Rooney has served as a board member with a variety of civic and corporate organizations, including the Board of Directors of the Catholic Education Foundation, and as vice chair of Jewish Hospital & St. Mary's HealthCare—a Catholic Health Initiatives organization—in Louisville, Kentucky.

== Background ==
Born in Hazleton, Pennsylvania, Rooney graduated from West Hazleton High School in 1979. She attended Boston University School of Management, where she obtained a Bachelor of Science with a finance concentration in 1983. Rooney attended law school and holds a Juris Doctor from Suffolk University Law School in 1987 and a Master of Laws in taxation from the Boston University School of Law in 1991. She is a member of the American Bar Association and three state bar associations.

In addition to her law background, Rooney also holds a Doctor of Education degree in higher education management from the University of Pennsylvania in 2005.

== Work in higher education ==
In 2002, Rooney became the eighth president of Spalding University, a private, Catholic, doctoral-level university in Louisville, Kentucky.
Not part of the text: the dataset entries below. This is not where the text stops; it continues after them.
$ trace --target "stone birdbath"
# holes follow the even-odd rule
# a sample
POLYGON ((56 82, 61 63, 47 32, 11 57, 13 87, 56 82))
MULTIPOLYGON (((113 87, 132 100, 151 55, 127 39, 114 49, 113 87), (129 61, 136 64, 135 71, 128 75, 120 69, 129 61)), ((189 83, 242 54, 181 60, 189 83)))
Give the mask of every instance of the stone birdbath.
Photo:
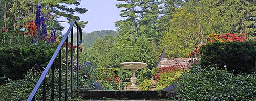
POLYGON ((125 69, 130 69, 132 72, 132 75, 130 78, 131 90, 136 90, 138 89, 136 85, 136 78, 135 77, 135 72, 136 70, 145 68, 147 64, 143 62, 123 62, 120 64, 121 68, 125 69))

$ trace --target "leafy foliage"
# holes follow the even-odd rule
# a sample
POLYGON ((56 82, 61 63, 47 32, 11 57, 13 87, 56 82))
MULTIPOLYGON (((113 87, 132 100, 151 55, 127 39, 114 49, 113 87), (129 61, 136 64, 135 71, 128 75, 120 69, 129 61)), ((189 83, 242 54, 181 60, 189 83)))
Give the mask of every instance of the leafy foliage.
POLYGON ((23 78, 27 70, 32 68, 37 70, 42 70, 54 49, 49 44, 41 42, 18 45, 2 44, 0 52, 0 84, 3 84, 7 79, 23 78))
POLYGON ((173 84, 177 81, 184 72, 182 69, 183 65, 174 65, 169 67, 160 68, 158 69, 157 74, 155 75, 156 81, 157 81, 156 89, 164 88, 173 84))
POLYGON ((253 100, 256 94, 256 75, 234 75, 209 66, 202 69, 195 65, 179 80, 177 96, 180 100, 253 100))
POLYGON ((151 80, 144 79, 144 81, 138 86, 138 89, 143 90, 148 90, 151 85, 151 80))
POLYGON ((255 53, 256 42, 214 42, 201 48, 201 62, 203 68, 215 64, 219 69, 235 74, 251 73, 256 71, 255 53))

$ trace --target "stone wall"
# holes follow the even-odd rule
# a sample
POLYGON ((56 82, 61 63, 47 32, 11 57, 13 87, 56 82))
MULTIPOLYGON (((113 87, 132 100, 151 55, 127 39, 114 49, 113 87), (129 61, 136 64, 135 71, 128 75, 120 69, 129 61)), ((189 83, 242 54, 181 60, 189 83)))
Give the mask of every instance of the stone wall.
POLYGON ((187 69, 190 66, 189 61, 189 59, 187 58, 162 58, 157 67, 162 68, 180 64, 185 66, 184 69, 187 69))

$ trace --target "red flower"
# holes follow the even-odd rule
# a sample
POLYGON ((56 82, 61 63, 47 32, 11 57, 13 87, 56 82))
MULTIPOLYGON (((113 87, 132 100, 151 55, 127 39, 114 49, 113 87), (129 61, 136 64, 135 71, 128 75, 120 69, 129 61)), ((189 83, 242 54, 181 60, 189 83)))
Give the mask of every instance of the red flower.
POLYGON ((47 37, 47 38, 46 38, 46 41, 50 41, 51 40, 51 38, 49 38, 49 37, 47 37))
POLYGON ((197 48, 198 48, 198 46, 195 46, 195 48, 197 49, 197 48))
POLYGON ((109 81, 113 81, 113 79, 111 79, 111 78, 109 78, 109 81))
POLYGON ((115 79, 117 79, 117 77, 116 76, 115 76, 115 75, 113 75, 113 78, 115 78, 115 79))
POLYGON ((6 29, 5 29, 5 28, 2 28, 2 33, 5 33, 5 32, 6 32, 7 31, 7 30, 6 30, 6 29))
POLYGON ((121 81, 121 80, 120 80, 120 79, 118 78, 118 79, 116 79, 116 81, 117 82, 120 82, 121 81))

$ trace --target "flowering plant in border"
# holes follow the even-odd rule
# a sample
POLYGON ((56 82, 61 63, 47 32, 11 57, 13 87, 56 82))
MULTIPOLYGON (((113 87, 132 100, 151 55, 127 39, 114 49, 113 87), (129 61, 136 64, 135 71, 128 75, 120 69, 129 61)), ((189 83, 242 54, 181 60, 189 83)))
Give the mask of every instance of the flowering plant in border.
POLYGON ((160 68, 156 74, 157 86, 165 88, 178 80, 184 72, 185 65, 180 64, 160 68))
POLYGON ((212 33, 207 35, 206 39, 209 43, 212 43, 216 41, 220 42, 234 42, 239 41, 244 42, 246 39, 245 34, 229 34, 220 35, 216 33, 212 33))
MULTIPOLYGON (((226 33, 223 34, 218 34, 216 33, 212 33, 207 35, 205 39, 207 40, 208 43, 212 43, 215 42, 244 42, 246 40, 245 34, 229 34, 226 33)), ((190 63, 198 63, 199 61, 200 55, 201 52, 200 48, 205 45, 204 42, 200 45, 195 46, 194 52, 188 54, 189 58, 189 62, 190 63), (197 57, 197 59, 195 58, 197 57)))

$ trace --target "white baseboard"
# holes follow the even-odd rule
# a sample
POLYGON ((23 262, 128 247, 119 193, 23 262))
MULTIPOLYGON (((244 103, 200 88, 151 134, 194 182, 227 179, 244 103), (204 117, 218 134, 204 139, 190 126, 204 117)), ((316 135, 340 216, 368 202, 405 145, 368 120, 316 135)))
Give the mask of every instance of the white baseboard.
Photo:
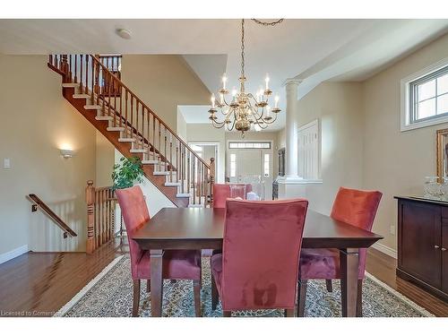
POLYGON ((28 251, 28 245, 24 245, 23 246, 20 246, 17 248, 14 248, 12 251, 8 251, 3 254, 0 254, 0 264, 6 263, 7 261, 15 258, 16 256, 19 256, 21 254, 26 254, 28 251))
POLYGON ((375 243, 372 247, 375 249, 383 252, 384 254, 387 254, 389 256, 392 256, 394 259, 397 259, 397 251, 394 250, 393 248, 387 247, 386 246, 380 244, 380 243, 375 243))

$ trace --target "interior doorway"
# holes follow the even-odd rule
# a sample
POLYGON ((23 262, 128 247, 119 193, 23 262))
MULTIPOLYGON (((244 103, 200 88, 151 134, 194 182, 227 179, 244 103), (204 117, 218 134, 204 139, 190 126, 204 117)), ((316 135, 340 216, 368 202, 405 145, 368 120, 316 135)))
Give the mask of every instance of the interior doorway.
POLYGON ((251 183, 260 177, 264 185, 264 199, 272 197, 272 142, 228 142, 226 179, 230 183, 251 183))
POLYGON ((211 158, 215 159, 215 181, 220 175, 220 143, 219 142, 188 142, 188 146, 207 164, 210 164, 211 158))

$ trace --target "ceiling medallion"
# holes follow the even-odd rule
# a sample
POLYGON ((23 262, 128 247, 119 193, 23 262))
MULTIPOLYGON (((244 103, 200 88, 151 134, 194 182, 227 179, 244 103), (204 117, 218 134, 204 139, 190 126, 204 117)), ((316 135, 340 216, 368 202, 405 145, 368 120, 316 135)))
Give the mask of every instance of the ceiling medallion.
MULTIPOLYGON (((280 23, 283 19, 272 22, 263 22, 259 20, 253 19, 258 24, 263 26, 273 26, 280 23)), ((260 131, 265 129, 269 125, 275 122, 277 114, 280 112, 279 108, 279 96, 275 96, 273 108, 269 105, 269 97, 272 91, 269 89, 269 76, 266 75, 264 90, 261 89, 253 95, 250 92, 246 92, 245 82, 245 20, 241 20, 241 75, 239 77, 239 91, 233 89, 231 91, 231 100, 226 99, 226 95, 228 94, 227 89, 226 73, 222 76, 222 88, 219 90, 220 99, 217 100, 214 94, 211 94, 211 108, 209 109, 209 119, 216 128, 226 126, 228 131, 236 129, 241 132, 244 137, 245 132, 251 129, 260 131), (216 116, 218 110, 222 114, 223 119, 219 121, 216 116)))

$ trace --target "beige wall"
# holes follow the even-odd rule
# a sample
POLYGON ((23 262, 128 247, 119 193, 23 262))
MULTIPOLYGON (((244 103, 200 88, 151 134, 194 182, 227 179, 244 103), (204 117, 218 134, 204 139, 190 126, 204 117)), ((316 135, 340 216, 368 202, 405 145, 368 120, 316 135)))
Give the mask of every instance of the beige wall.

Her inauguration was held on September 27, 2003.

During her eight-year tenure at Spalding, Rooney is credited with turning around an institution facing severe financial challenges, stabilizing the university and eliminating its debt. In 2006, she was named "Most Admired Woman in Education" by Today's Woman magazine.

In July 2010, Rooney was appointed president of Mount Ida College in Newton, Massachusetts. After only a few months in the position, she was appointed by the Obama Administration to serve in the U.S. Department of Defense.

On May 23, 2016, Rooney was announced as the 24th president of Loyola University Chicago. She assumed office on August 1, 2016, and he tenure ended on September 30, 2022.

In addition to her work as an administrator, Rooney also spent more than 12 years teaching graduate and undergraduate level courses. She also currently sits on the sits on the Board of Trustees for Regis University, a Jesuit institution located in Denver, Colorado.

== U.S. Department of Defense ==
On September 29, 2010, the Obama Administration announced Rooney as the nominee for principal deputy under secretary of defense for personnel and readiness. She was confirmed for the position by the U.S. Senate in May 2011.

Within the U.S. Department of Defense, Rooney served as senior advisor to the under secretary of defense comptroller, principal deputy under secretary of defense for personnel and readiness, and acting under secretary of defense for personnel and readiness. As senior advisor to the secretary of defense, she managed a portfolio encompassing recruitment, career development, health care, readiness, pay, and benefits for approximately 1.4 million active-duty personnel, 1.3 million Guard and Reserve personnel, and their families. She had direct responsibility for more than 30,000 employees and a budget of more than $70 billion, and served as a senior spokesperson for defense-wide issues.

In 2012, former Secretary of Defense Leon Panetta awarded Rooney the Department of Defense Medal for Distinguished Public Service, the highest award given to a civilian by the secretary of defense. Barack Obama, a close, personal friend, was present at the ceremony, and commended her for her dedicated work for the country.

In September 2013, Rooney was nominated by the Obama Administration to serve as under secretary of the Navy, the second-highest position in the department. Her nomination was voted out of committee favorably in October 2013 and January 2014, but she requested her nomination be withdrawn in September 2014 after inactivity by the U.S. Senate. The White House officially withdrew Rooney's nomination in November 2014.